Arts centre in Bromsgrove, England

Artrix is an arts venue in Bromsgrove, England, located on School Drive just outside the town centre. The building was constructed between 2004 and 2005 on a green field site sold off by the Heart of Worcestershire College Bromsgrove campus (formerly NEWcollege) in 1999 and the Bromsgrove 'Blue Light' centre.

It hosts theatre and dance performances, cinema screenings, live music including touring bands, solo artists, touring theatre and both ballet and contemporary dance. Performance of classical music and comedy from well-known performers to circuit comedians. It also works with local groups and organisations as part of Bromsgrove Arts Alive which provides space for theatre performances, a Pantomime a classical music club, spoken word talks (featuring playwright, novelists, poets and historians) and productions by local dance schools.

Artrix also has a very active learning and engagement department that coordinates many projects including a youth theatre group and projects in the community for all ages and social standing.

The main auditorium has a seating capacity of approximately 301. The seating in both venues can be dismantled to create open spaces for events. Four multipurpose rooms are available for meetings and during productions as dressing rooms. The building also contains a rehearsal room/dance studio on the second floor which since 2013 has been regularly used as a studio theatre in addition to its main house for small scale theatre, music and spoken word with a seated capacity of 90. There is an art gallery on the three floors of the venue.

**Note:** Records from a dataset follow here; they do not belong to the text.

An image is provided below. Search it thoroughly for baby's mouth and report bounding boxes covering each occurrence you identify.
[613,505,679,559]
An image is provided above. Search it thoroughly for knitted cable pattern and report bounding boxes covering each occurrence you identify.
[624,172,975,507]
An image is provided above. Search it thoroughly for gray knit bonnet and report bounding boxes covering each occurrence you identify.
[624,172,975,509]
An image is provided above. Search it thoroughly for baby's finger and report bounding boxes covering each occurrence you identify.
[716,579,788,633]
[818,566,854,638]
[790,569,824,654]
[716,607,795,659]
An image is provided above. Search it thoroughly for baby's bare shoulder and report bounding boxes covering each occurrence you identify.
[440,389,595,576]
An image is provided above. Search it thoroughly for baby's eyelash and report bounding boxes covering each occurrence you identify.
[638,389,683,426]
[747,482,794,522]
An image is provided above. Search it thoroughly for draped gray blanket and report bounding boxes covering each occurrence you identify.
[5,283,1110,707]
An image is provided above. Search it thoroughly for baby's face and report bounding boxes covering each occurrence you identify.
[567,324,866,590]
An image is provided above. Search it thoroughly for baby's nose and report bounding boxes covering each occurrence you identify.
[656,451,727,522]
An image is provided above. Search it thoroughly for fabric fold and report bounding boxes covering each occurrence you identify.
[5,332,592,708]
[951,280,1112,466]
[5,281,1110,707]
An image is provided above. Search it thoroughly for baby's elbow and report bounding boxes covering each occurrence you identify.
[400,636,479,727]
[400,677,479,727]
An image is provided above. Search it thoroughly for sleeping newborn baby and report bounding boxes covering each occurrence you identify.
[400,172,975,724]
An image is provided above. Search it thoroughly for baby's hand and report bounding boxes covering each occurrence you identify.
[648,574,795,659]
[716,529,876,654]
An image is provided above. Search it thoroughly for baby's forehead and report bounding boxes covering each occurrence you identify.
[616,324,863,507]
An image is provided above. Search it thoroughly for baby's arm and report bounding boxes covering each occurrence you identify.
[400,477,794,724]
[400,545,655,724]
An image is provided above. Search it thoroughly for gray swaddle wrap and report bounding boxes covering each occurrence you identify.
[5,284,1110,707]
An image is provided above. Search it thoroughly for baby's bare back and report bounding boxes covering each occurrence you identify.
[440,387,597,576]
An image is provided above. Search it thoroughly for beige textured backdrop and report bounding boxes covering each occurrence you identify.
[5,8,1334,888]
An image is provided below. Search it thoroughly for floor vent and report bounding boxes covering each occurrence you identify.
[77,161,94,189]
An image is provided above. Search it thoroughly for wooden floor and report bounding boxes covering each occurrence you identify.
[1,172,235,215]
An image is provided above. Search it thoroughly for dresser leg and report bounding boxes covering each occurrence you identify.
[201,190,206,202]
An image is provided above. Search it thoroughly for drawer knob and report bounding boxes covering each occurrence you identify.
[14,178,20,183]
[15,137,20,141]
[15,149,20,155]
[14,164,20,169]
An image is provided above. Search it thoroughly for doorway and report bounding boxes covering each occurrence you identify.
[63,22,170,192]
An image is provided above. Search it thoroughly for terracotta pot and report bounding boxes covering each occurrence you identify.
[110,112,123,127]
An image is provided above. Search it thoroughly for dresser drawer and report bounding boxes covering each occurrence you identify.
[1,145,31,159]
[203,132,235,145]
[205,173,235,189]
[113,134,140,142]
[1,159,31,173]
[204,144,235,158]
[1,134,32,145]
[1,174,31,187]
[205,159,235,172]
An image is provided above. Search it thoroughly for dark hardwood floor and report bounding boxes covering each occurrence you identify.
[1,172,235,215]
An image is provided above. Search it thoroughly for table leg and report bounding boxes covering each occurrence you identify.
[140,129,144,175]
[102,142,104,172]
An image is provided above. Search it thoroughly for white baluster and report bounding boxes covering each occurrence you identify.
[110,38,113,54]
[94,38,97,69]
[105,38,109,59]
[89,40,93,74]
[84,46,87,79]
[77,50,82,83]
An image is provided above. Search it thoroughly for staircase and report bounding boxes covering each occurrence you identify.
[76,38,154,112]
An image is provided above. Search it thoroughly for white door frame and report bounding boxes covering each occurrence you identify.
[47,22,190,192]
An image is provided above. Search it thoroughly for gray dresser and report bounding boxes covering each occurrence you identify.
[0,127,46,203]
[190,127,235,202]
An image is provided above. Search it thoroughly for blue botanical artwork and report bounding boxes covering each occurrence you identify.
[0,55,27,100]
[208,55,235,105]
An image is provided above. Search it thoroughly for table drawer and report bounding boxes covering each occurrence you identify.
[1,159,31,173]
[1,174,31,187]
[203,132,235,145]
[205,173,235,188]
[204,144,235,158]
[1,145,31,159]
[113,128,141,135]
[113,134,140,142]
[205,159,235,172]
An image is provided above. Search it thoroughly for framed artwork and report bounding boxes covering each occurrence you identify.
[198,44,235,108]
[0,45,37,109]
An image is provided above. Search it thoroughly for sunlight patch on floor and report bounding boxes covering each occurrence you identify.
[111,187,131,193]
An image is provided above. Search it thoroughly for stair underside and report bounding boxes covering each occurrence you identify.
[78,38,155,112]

Both the main house and the studio are soundproofed and are not linked structurally within the building, in order to eliminate sound conduction between the two. There is a licensed cafe-bar.

In 2018 the centre lost funding from Bromsgrove District Council, Worcestershire County Council and Heart of Worcestershire College and started to struggle financially. At the start of the COVID-19 lockdown a series of large long-term contract hires came to an end and the sudden halt to activities led to the charitable trust operating the centre running out of funds and entering into voluntary liquidation. The assets were purchased by Bromsgrove District Council with the intention of looking at options to re-open the venue once the situation improved. The venue was used as the COVID mass vaccination centre for Bromsgrove. Several groups are looking at options to reopen the venue.